Hey guys the last week or so my PC has been taking minutes to boot up when it used to take around 30 seconds to boot. Whenever It gets past the starting windows screen (after ~5 minutes of being on tht screen) it CHKDSK my D: drive (my OS isn't on this drive) and then it will go through the 3 stages, do something to orphaned files and then it will verify the USN Journal and then it will say USN Journal Verification Complete and then not do anything. 

I've defragged both these drives a few times and my OS is on my C: drive by the way. I originally thought it was running CHKDSK on my C: drive but when I read the CHKDSK again it said D; drive (D: drive is my data drive, use it to store data not for everyday access, only a year old or so).

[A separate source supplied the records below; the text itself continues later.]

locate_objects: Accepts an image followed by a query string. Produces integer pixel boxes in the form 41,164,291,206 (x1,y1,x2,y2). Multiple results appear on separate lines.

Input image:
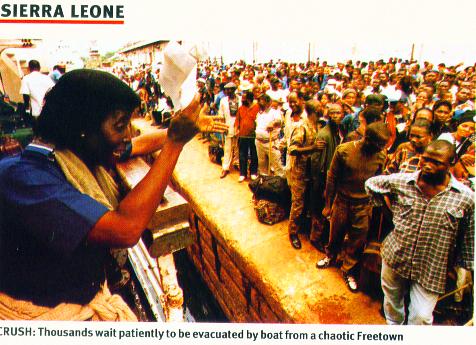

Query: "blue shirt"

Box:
0,145,109,306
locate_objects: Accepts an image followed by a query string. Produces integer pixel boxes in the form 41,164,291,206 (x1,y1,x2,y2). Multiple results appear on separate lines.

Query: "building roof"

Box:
119,40,169,53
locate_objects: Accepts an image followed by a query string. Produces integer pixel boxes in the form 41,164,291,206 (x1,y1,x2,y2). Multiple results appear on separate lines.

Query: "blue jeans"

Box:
381,261,438,325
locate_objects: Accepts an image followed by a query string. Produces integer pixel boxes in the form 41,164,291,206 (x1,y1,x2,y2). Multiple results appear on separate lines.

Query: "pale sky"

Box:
0,0,476,64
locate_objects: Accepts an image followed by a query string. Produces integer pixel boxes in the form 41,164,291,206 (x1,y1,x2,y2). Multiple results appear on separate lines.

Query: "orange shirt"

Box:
235,103,259,137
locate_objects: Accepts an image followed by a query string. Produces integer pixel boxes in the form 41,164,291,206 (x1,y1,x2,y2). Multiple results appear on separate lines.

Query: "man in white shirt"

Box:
20,60,54,118
256,94,284,177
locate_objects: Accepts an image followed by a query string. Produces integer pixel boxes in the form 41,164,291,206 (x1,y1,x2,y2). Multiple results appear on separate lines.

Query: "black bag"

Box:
248,176,291,210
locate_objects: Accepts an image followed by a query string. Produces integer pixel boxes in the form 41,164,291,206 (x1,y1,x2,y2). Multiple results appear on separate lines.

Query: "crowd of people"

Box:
110,58,476,324
184,58,476,324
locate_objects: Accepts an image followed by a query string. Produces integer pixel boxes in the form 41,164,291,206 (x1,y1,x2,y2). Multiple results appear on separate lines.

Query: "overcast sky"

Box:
0,0,476,64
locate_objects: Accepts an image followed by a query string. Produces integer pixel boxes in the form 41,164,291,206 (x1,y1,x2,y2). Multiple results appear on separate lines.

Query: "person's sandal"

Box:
316,256,332,269
342,272,359,292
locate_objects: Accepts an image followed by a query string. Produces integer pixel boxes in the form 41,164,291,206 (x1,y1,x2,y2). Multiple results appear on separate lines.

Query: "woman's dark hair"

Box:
398,75,413,96
243,90,255,104
35,69,140,148
431,99,453,115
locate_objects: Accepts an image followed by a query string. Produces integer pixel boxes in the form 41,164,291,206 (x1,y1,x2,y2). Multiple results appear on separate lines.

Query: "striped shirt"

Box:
365,171,474,294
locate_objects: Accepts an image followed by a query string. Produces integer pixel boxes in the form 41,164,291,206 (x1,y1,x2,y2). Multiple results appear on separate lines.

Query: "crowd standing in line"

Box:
110,58,476,324
0,53,476,324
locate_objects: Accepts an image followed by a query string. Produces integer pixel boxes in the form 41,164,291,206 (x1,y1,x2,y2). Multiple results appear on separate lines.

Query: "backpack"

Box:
248,176,291,210
208,142,223,164
253,199,289,225
248,176,291,225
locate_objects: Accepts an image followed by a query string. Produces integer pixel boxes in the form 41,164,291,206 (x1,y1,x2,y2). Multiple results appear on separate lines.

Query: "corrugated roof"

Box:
119,40,169,53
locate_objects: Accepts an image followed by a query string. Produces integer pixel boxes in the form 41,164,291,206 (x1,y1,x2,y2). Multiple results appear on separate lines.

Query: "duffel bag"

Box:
254,199,288,225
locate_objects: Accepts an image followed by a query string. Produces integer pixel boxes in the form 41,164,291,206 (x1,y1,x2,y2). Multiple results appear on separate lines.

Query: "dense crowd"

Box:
119,58,476,324
5,53,470,324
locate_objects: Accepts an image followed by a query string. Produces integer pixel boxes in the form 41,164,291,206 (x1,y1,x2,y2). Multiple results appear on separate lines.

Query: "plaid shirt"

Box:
365,171,474,294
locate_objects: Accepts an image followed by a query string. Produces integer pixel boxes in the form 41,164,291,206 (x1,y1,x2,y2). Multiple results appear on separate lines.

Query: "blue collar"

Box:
23,144,55,161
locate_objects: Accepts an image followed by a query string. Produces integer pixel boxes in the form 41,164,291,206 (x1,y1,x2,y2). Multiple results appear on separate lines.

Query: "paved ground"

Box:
170,134,384,324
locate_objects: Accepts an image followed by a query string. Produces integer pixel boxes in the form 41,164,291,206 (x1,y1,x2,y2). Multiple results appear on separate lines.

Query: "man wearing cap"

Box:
266,77,289,110
20,60,54,118
218,83,240,178
235,90,259,182
256,94,284,177
310,103,344,251
317,122,390,292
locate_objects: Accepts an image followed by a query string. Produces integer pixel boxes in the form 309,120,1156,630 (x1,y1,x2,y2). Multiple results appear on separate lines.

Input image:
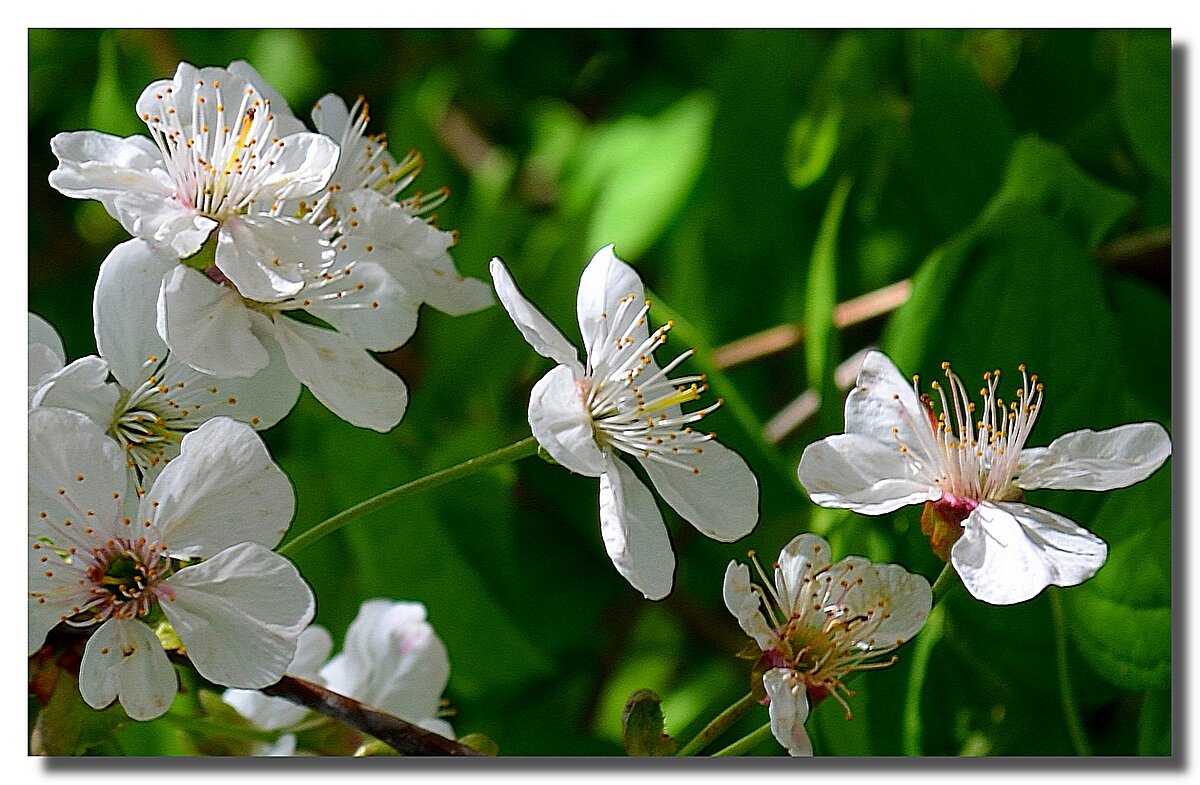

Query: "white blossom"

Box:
29,246,300,489
29,408,314,720
491,245,758,599
50,62,427,431
223,599,455,755
724,534,932,755
798,352,1171,605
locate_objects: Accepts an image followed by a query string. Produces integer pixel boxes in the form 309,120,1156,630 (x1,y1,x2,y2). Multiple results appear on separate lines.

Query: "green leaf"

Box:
620,689,678,755
984,136,1134,248
29,669,130,755
586,92,716,259
250,29,321,107
1138,689,1172,755
88,30,145,136
458,733,500,757
804,175,852,401
787,102,842,188
1063,469,1171,690
912,30,1014,230
1117,30,1171,182
283,394,551,696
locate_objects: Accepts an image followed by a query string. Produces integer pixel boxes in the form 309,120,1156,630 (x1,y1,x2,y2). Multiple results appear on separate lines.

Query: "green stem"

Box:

Any ideas? These 5 minute boot ups are really starting to frustrate me.


----------



## Corday (Mar 3, 2010)

Run chkdsk /r on both C: & D:


----------



## qxvqt (Mar 5, 2014)

Corday said:


> Run chkdsk /r on both C: & D:


Alright cool, cheers.


----------



## qxvqt (Mar 5, 2014)

I tried doing CHKDSK /r D: and it was on 10% for a very long time and it kept saying 'Insufficient space to recover lost data' so I closed CMD and decided it's time for a reformat. When I was trying to copy only my most valuable data off of my D: drive it was copying at 25KB/s. 

I decided to turn off PC, unplug D; drive from motherboard and turn Pc on. It booted within 45 seconds. So, the D drive is the issue. I'm going to attempt to reformat and see if that makes a difference.


----------



## qxvqt (Mar 5, 2014)

I've tried to format the drive and it's been stuck on 0% for 2 hrs. What do I do? I'm 99% sure this is still covered by warranty. Should I return it?


----------



## Corday (Mar 3, 2010)

Yes see if they'll do something. If it's SSD don't mention defragging.


----------